Niche Advertising Where Your Ideal Readers Are
Here’s an example. I’m helping a writer who has drafted a book about how his city’s greenbelt was started and grew. Because the greenbelt and the parks it runs through are public property, advertising options right there are limited. However, if the parks department has any regular publications, there's the possibility of getting a “sponsored” announcement or submitting a guest article or opinion piece. A number of special events are held annually around the parks and greenbelt, and promotional giveaways of book copies are possible. Another alternative is sponsored notices placed in the event materials.
A number of businesses provide services for greenbelt users, from renting boats and other equipment to drinks and snacks. They might agree to post flyers about the book, maybe for a small fee, or help host a promotional event. Recreation stores around town may catch the eye of other greenbelt users.
People interested in the history of the city may also have an affinity with the book, so the city’s historical museum—and its publications—may be a useful place to advertise.

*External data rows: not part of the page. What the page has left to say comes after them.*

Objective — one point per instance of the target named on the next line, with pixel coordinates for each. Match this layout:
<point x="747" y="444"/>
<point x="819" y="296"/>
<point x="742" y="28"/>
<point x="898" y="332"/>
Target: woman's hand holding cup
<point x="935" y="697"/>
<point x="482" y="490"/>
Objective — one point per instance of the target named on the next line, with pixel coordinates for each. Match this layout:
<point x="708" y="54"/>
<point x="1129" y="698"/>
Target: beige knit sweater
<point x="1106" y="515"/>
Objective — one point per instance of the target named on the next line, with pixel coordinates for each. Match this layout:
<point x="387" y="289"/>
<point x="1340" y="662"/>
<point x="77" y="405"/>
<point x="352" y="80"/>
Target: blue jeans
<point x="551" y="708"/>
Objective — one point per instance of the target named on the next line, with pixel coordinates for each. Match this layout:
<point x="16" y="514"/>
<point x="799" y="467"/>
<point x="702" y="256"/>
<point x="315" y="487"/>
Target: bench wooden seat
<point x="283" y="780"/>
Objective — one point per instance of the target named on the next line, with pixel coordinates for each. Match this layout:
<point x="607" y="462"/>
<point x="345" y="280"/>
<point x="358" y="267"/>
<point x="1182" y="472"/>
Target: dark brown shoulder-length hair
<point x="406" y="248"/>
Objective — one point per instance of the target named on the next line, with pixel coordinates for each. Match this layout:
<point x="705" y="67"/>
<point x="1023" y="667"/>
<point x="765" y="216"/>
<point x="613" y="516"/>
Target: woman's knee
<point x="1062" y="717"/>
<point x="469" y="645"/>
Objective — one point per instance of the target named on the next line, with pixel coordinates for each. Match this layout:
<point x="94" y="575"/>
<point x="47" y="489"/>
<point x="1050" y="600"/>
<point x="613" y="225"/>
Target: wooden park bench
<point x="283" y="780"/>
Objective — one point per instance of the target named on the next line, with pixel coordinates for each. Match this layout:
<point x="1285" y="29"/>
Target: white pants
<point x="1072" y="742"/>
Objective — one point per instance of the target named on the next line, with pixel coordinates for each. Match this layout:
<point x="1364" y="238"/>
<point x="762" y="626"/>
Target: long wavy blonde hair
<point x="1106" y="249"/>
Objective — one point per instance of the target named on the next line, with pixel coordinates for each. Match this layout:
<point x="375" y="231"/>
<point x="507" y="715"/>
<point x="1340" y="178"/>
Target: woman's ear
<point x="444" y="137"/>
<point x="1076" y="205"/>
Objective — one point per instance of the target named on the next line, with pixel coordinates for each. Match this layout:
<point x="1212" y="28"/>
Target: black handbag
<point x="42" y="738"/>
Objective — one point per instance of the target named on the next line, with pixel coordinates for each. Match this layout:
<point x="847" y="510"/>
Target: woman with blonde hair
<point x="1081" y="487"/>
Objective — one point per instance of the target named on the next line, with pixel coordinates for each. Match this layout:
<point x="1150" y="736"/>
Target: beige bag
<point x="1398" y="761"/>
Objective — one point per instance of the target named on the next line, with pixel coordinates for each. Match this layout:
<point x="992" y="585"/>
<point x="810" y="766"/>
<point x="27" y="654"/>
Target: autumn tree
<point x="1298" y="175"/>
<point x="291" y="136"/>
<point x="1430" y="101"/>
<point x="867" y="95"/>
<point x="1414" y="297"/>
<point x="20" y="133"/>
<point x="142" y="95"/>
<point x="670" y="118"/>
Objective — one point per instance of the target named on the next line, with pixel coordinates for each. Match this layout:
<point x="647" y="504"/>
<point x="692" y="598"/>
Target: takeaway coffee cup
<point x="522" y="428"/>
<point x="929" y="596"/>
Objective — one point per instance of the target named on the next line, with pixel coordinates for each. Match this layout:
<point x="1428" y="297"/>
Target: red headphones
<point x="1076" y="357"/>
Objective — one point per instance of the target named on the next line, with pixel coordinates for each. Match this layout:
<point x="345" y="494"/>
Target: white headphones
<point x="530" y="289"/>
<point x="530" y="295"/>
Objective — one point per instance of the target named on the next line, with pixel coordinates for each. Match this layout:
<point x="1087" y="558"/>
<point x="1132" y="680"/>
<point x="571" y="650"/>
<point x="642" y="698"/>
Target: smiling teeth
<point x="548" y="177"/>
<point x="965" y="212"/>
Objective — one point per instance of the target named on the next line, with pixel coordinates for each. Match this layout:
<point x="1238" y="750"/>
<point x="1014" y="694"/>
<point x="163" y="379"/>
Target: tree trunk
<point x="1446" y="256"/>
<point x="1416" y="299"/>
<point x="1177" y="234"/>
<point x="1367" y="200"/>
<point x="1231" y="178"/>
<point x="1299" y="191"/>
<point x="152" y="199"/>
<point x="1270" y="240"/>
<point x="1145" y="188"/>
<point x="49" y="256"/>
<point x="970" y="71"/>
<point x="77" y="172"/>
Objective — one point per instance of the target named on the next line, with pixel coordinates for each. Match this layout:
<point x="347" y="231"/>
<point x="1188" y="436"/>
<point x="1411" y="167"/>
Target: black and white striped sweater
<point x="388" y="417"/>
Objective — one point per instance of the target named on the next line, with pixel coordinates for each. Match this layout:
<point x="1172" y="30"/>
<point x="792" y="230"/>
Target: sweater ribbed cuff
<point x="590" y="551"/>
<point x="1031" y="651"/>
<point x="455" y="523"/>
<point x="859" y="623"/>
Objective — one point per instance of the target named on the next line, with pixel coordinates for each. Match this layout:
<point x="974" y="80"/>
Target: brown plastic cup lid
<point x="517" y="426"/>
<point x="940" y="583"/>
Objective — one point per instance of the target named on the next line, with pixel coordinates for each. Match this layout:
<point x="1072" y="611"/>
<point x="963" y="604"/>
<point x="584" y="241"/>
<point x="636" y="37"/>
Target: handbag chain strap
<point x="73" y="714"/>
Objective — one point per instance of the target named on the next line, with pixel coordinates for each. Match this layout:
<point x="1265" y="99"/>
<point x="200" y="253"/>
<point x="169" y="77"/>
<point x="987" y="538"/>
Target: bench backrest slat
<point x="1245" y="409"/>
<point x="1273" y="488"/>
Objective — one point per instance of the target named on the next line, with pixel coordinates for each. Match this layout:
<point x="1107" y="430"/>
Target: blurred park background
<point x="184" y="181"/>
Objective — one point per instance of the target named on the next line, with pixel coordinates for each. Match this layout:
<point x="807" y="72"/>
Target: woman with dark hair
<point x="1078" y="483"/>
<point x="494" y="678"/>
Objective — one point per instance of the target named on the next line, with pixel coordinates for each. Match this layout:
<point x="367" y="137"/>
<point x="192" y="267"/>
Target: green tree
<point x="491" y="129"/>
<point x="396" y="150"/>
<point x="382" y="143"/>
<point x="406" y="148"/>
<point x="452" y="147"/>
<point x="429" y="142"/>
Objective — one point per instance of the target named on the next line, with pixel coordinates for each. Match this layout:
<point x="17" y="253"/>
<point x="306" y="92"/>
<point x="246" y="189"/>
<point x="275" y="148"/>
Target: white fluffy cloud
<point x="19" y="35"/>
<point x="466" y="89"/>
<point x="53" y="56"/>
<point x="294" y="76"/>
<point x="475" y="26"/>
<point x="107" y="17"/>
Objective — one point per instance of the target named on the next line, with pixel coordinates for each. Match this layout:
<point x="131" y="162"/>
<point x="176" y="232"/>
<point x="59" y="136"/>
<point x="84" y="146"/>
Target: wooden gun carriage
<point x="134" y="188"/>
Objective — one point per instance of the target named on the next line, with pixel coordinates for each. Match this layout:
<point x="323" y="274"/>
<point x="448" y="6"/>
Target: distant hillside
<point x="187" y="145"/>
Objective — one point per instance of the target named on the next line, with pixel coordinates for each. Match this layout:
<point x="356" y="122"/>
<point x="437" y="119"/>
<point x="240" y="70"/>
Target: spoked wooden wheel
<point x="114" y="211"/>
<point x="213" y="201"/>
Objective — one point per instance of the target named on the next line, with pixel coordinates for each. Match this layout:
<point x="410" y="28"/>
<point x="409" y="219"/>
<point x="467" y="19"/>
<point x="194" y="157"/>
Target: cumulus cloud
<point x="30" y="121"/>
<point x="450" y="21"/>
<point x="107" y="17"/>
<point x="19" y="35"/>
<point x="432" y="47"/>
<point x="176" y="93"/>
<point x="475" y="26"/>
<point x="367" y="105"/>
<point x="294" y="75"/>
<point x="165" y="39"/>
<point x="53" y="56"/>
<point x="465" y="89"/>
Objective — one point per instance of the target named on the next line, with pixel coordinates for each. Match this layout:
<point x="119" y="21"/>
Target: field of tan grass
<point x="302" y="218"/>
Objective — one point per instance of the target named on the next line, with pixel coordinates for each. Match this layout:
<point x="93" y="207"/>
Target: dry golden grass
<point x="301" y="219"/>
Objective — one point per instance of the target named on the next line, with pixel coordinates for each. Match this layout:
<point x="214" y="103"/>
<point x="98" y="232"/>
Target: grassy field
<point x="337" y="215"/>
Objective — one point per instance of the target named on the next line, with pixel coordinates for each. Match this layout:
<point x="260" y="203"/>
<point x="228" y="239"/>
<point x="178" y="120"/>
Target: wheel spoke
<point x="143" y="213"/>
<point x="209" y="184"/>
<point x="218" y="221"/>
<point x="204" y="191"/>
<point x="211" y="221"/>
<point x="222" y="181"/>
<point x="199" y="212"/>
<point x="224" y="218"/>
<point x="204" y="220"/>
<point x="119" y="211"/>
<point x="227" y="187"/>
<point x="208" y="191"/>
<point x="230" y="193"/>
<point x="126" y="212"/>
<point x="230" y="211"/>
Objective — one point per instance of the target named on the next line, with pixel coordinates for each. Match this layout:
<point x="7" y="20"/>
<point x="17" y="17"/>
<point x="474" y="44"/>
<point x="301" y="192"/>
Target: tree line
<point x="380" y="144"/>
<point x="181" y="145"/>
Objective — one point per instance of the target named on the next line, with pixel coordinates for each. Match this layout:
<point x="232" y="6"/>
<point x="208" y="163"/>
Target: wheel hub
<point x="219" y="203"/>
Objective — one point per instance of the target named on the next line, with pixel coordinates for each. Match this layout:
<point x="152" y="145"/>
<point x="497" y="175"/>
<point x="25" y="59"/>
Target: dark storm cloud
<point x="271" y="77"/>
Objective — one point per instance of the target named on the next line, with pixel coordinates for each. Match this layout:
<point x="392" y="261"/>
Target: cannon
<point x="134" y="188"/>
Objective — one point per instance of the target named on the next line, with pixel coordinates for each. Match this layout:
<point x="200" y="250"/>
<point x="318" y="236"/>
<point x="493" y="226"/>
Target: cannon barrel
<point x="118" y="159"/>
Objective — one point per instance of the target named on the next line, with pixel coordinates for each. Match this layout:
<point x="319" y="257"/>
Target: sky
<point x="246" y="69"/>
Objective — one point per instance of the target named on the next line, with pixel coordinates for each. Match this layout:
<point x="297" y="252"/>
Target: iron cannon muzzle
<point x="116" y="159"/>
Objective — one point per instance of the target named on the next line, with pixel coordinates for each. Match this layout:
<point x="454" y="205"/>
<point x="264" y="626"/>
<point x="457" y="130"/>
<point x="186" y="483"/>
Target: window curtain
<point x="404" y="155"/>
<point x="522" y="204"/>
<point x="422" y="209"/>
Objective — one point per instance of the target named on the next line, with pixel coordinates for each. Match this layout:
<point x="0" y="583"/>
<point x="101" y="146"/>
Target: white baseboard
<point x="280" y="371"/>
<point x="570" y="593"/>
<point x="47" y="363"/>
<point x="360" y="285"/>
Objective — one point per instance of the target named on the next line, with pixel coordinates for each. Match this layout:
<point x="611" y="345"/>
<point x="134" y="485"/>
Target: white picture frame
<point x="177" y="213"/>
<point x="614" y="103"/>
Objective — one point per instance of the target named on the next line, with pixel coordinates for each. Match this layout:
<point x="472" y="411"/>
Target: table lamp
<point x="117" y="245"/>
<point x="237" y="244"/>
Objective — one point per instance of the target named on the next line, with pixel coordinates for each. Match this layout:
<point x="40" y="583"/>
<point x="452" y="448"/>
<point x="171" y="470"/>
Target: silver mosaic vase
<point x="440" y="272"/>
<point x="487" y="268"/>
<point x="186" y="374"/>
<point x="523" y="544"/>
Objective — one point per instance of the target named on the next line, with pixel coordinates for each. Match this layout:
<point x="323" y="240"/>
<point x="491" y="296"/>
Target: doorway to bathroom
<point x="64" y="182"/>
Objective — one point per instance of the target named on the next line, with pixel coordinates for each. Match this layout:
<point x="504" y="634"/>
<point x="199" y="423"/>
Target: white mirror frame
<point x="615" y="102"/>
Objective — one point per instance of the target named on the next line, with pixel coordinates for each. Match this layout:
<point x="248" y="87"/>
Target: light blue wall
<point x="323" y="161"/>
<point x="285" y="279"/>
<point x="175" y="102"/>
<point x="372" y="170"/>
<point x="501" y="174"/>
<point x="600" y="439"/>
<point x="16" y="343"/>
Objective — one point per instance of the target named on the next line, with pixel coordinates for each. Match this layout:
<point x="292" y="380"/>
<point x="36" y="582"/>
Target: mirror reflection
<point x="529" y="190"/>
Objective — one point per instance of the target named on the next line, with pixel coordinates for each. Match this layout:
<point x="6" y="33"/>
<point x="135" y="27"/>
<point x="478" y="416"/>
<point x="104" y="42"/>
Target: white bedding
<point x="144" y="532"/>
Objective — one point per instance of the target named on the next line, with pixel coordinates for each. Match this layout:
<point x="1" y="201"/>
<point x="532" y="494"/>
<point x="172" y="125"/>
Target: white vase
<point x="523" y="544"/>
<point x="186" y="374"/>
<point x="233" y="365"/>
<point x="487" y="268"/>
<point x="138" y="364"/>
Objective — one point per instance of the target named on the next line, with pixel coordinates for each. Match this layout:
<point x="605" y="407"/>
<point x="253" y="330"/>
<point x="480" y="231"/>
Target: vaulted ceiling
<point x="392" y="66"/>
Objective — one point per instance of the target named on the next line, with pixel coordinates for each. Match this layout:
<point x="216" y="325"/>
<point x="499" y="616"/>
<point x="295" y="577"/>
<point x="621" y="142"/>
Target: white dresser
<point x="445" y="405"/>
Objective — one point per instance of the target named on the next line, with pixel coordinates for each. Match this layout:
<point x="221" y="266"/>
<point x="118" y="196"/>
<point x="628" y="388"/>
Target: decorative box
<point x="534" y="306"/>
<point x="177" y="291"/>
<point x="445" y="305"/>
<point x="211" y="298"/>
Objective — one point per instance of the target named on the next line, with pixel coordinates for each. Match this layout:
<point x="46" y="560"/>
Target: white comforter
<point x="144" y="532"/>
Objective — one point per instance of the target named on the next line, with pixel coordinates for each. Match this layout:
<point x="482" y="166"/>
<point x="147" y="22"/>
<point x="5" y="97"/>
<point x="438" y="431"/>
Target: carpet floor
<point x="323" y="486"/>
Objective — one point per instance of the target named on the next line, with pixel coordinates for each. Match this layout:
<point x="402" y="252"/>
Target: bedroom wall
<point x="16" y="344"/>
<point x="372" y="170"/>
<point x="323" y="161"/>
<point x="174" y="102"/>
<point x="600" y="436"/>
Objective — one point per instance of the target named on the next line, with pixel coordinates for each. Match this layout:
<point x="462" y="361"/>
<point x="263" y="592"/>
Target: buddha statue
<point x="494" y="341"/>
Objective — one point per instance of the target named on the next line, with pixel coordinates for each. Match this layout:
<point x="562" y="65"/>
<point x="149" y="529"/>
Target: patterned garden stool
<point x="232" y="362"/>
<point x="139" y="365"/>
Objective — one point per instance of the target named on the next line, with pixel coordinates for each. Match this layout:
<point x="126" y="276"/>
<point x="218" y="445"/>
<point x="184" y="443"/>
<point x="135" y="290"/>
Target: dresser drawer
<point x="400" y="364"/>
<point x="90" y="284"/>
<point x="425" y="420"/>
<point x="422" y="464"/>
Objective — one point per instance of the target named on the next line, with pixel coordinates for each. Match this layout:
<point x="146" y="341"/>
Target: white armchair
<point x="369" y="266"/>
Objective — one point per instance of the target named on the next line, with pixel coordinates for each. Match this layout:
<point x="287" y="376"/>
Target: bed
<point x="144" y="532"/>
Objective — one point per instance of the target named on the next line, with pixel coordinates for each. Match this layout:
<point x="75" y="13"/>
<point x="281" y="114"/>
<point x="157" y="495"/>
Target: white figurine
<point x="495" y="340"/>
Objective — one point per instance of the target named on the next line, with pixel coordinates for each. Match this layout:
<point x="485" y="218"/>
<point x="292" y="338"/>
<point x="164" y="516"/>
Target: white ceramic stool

This author’s city also has, as many cities do, popular websites which focus on local issues. Those websites might be approached for carrying a guest post or other content, but also could be good prospects for niche advertising since ad costs for many of those sites are low.
Outside the city, even outside the United States, people interested in park development and expansion may want to learn about a case study of how this particular park area was developed (from unpromising beginnings). I’ve found several national associations, such as the City Parks Alliance, which regularly communicate with hundreds of public and private people and organizations interested in just that subject. Advertising options in one or more of those organizations may be a good possibility.
Searching out these niche advertising prospects will send an author back to some of his original research sources, which may be a useful exercise. You can think back to your original work on the book for answers. What organizations did you contact? What were your sources of information? Where do the people interested in your subject congregate? If you researched your subject thoroughly, you probably already have the answers to those questions.
Think about this carefully, and you may have a good idea where and how your advertising should be placed to reach your target audience.